Hello again EVfun. - I just found this item (below) that relates to what we spoke of earlier. - It indicates that my "assumption" about what you said was not correct. - It appears that "some" Curtis controllers DO change the PWM frequency across the load and speed range. - (as follows)



An ESC (ElectronicSpeedControl) should sense the current overload and safely shutdown requiring some sort of reset after locked-rotor condition has been removed. Otherwise, U BURN up controllers and/or motor. Curtis controllers do this by dropping to a lower PWM freq which makes it easier to sense the amps and shutdown quickly enough before the MOSFETs liberate the smoke







EVMAN source.


Still, the 15 KHz information is invaluable.


Thanks.
Gary B


----------



## EVfun (Mar 14, 2010)

The Curtis 1221C and 1231C controllers do use a different frequency at different loads. Below 15% duty cycle they switch at 1500 Hz and above 15% duty cycle they switch at 15 kHz. The low frequency at low duty cycles help them regulate current at low speeds. The older B series Curtis controllers (15 kHz all the time) could be a bit jumpy right from a stop in a light car and with a low impedance motor they could prematurely fail from high peak currents. The ADC 9 inch motor and a driver how took off in second gear all the time could kill a Curtis 1221B controller. 

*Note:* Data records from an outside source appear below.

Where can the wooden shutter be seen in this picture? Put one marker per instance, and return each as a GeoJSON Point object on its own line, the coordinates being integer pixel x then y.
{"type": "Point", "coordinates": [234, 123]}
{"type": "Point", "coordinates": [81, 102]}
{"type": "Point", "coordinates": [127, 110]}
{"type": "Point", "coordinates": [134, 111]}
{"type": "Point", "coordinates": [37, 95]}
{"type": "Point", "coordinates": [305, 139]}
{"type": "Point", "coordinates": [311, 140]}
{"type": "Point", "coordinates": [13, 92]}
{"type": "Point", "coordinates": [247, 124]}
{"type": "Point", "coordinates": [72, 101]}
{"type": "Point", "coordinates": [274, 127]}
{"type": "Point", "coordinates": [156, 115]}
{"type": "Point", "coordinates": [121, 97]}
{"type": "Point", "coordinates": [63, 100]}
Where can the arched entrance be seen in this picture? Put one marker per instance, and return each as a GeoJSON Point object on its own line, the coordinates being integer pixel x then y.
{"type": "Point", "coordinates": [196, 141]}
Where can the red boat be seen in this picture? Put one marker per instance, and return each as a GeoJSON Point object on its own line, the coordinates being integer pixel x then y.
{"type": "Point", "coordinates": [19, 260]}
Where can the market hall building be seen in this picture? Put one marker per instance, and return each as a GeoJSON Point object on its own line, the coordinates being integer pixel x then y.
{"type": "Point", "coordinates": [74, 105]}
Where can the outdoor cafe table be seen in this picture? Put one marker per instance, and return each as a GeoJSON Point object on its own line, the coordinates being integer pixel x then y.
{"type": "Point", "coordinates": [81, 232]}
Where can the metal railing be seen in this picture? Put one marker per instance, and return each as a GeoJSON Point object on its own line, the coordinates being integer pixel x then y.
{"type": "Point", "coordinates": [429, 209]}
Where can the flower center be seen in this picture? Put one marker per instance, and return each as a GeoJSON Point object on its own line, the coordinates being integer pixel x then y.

The Zilla controller switches at 15.7 kHz and has its own system of cycle dithering to help regulate current at low speeds. It allows for a smoother takeoff but without the motor whine that can come from low frequency. It makes a subtle white noise hiss at very low power.


----------



## Gary B (Jun 2, 2011)

Got it, EVfun ! - The clarification itself is informative and useful.
Thank you.
Assumptions in this EV world can be dangerous and expensive.

Good on you.
Gary B


----------



## dougingraham (Jul 26, 2011)

Gary B said:


> Couldn't find this in other threads by searching.
> With the experience I've seen on this site, I'm sure someone has checked this out. - What frequencies are "normally" (?) used in these motor controllers for the PWM? (Curtis, et. al.) - My dumb guess is that it's greater than 2 Hz and less than 500 KHz. But that leaves a lot of room. -
> 
> Thanks for the help.
> Gary B.


The Soliton 1 has two selections, 8khz and 14khz I believe. You can hear the 8khz but almost nobody can hear the 14khz. The reason to use the 8khz is the switching efficiency is better.

From a practical standpoint you could run fine down to something under 1khz but most people would quickly get annoyed listening to the whine. The inductance of the motor is plenty large enough for even fairly low frequencies. I would choose some frequency nobody could hear in the upper teens if I was designing a controller. There is little advantage to switching faster than this and the disadvantage is the increase in switching losses. I suppose you could use smaller input caps if you switched faster. Now for a charger or DC/DC converter there are advantages to switching at higher frequencies. You can use smaller inductors and capacitors and get increased efficiencies in other areas which can offset the lower efficiency in the power switches.


----------



## Gary B (Jun 2, 2011)

Thank you, Doug. - - - I have had zero experience running controllers (other than my little electric scooter). - I never hear a peep from that, so the idea of the operating frequency for PWM never crossed my mind as being an audible problem. Where are the "microphones and speakers"? - Where does it cross the electronic/physical interface? - Is it sympathetic microphonics in the controller case or in the motor, do you believe. ? - (Now going off main subject.)


----------



## piotrsko (Dec 9, 2007)

the term is i believe called magnetostriction. all metals in a field will deflect somewhat in proportion to their permeability. this deflection will cause noise that varies as a result of the size of the field and material ensconced within.


----------



## dougingraham (Jul 26, 2011)

Gary B said:


> Thank you, Doug. - - - I have had zero experience running controllers (other than my little electric scooter). - I never hear a peep from that, so the idea of the operating frequency for PWM never crossed my mind as being an audible problem. Where are the "microphones and speakers"? - Where does it cross the electronic/physical interface? - Is it sympathetic microphonics in the controller case or in the motor, do you believe. ? - (Now going off main subject.)


The windings in the motor will make noise when you hit them with current at audio frequencies. Some of the RC electronic speed controls will play a little tune on the motor windings when the controller wakes up so you know it is awake.


----------



## Gary B (Jun 2, 2011)

You are kidding me ! ! ! -
You made my day !
Thanks.


----------